Si quieres profundizar en las distintas vías de acceso a este activo, en este artículo analizamos las diferencias entre invertir en oro físico o a través de fondos, con sus ventajas, riesgos y consideraciones prácticas.

Planificación financiera en familia
En realidad, la clave no es invertir o no en oro, sino saber cómo encaja dentro de una estrategia patrimonial bien definida.

Casos históricos y lecciones

La historia reciente nos presenta ejemplos ilustrativos:

  • En los años 1970, tras el fin del patrón oro, el precio del oro se disparó en un contexto de alta inflación.
  • Durante la crisis financiera de 2008-2009, el oro subió notablemente, mientras muchos activos financieros cayeron.
  • Entre 2011 y 2013, el oro alcanzó un pico y luego experimentó una corrección; es un recordatorio de que no siempre los precios son ascendentes y hay periodos de consolidación.
  • En marzo de 2020, vimos ventas iniciales a causa de la incertidumbre por COVID-19, seguidas de un repunte significativo respaldado por las políticas monetarias expansivas.
  • Los ciclos de subidas de tipos de interés han mostrado también presión sobre los precios de los metales preciosos.

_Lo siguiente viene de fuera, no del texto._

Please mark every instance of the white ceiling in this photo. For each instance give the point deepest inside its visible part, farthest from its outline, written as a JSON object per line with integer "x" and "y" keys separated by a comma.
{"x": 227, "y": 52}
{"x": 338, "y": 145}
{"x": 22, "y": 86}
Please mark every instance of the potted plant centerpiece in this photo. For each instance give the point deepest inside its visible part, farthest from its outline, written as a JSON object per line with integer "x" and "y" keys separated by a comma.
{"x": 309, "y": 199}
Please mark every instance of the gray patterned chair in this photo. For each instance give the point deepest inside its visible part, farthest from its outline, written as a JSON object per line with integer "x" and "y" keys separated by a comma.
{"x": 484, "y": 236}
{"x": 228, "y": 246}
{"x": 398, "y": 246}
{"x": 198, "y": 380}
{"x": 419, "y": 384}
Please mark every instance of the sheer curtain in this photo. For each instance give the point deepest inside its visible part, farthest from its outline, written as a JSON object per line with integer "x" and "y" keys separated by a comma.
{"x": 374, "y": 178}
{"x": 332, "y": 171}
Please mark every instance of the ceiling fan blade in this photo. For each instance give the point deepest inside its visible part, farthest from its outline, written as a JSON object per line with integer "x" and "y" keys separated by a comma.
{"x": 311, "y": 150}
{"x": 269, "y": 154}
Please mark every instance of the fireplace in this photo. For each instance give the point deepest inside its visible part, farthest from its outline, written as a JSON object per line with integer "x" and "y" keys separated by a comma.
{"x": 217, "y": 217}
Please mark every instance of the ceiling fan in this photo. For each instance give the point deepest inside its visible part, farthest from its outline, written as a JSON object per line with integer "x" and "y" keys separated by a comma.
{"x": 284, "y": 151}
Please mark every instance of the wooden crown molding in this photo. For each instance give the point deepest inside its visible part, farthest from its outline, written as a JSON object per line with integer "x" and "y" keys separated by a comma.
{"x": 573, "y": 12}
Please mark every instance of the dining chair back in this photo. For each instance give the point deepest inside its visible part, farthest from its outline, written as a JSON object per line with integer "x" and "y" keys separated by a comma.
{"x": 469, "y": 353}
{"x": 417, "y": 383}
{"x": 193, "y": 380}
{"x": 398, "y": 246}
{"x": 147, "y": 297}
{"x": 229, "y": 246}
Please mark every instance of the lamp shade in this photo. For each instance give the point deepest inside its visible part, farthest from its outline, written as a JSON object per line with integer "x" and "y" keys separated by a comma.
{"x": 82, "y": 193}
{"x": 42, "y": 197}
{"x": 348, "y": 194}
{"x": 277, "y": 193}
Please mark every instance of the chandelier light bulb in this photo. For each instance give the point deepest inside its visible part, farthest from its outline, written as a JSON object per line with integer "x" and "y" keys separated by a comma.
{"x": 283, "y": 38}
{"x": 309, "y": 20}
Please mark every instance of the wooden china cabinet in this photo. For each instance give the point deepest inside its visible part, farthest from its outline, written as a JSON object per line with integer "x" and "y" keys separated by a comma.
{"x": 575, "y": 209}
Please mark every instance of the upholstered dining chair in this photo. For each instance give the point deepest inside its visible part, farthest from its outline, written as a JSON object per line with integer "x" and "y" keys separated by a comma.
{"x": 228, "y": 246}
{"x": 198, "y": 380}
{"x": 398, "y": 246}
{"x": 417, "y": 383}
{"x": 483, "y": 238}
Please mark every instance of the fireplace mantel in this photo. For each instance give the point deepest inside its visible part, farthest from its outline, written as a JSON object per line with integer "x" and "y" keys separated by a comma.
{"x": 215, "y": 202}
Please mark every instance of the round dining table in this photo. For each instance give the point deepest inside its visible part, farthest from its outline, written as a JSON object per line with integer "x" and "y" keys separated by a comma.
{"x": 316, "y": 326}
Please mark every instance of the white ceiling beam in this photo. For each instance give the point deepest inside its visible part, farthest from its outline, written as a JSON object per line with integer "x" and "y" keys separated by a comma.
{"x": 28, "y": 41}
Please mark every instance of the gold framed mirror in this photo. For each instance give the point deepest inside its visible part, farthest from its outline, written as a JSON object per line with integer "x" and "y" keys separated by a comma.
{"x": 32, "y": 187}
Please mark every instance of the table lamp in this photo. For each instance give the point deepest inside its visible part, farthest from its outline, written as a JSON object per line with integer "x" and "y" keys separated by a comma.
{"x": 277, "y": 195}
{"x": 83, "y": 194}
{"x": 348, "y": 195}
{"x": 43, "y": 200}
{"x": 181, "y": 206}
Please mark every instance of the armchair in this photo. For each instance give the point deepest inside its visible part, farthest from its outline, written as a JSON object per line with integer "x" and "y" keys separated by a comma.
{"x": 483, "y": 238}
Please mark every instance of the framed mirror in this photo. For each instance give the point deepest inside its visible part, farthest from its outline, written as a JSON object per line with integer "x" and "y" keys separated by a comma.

Conclusión y recomendaciones prácticas

En conclusión, la utilidad de los metales preciosos no es una temática fácil de abordar. Dependiendo del contexto macro y del objetivo de la inversión (cobertura, diversificación o especulación), la exposición a estos activos debe ser moderada, generalmente entre un 2 y un 10% del patrimonio. Para aquellos que buscan protegerse contra riesgos sistémicos o caídas profundas, vale la pena considerar una mayor exposición en mercados inciertos. Recuerda que siempre es importante tener reglas claras de reequilibrio, definir objetivos y evaluar el vehículo y costes asociados.

En la práctica, la diferencia no suele estar en «tener oro sí o no» sino en cómo encaja cada decisión dentro de una estrategia patrimonial coherente. Incorporar metales preciosos sin analizar liquidez, fiscalidad, horizonte temporal y exposición global al riesgo puede generar una falsa sensación de protección. Por eso, en patrimonios relevantes, lo verdaderamente valioso no es acceder a un activo concreto, sino contar con un criterio claro para decidir cuándo aporta, en qué proporción y a través de qué vehículo. Ahí es donde una planificación financiera bien estructurada marca la diferencia entre acumular posiciones aisladas y construir un patrimonio sólido, equilibrado y preparado para distintos escenarios de mercado.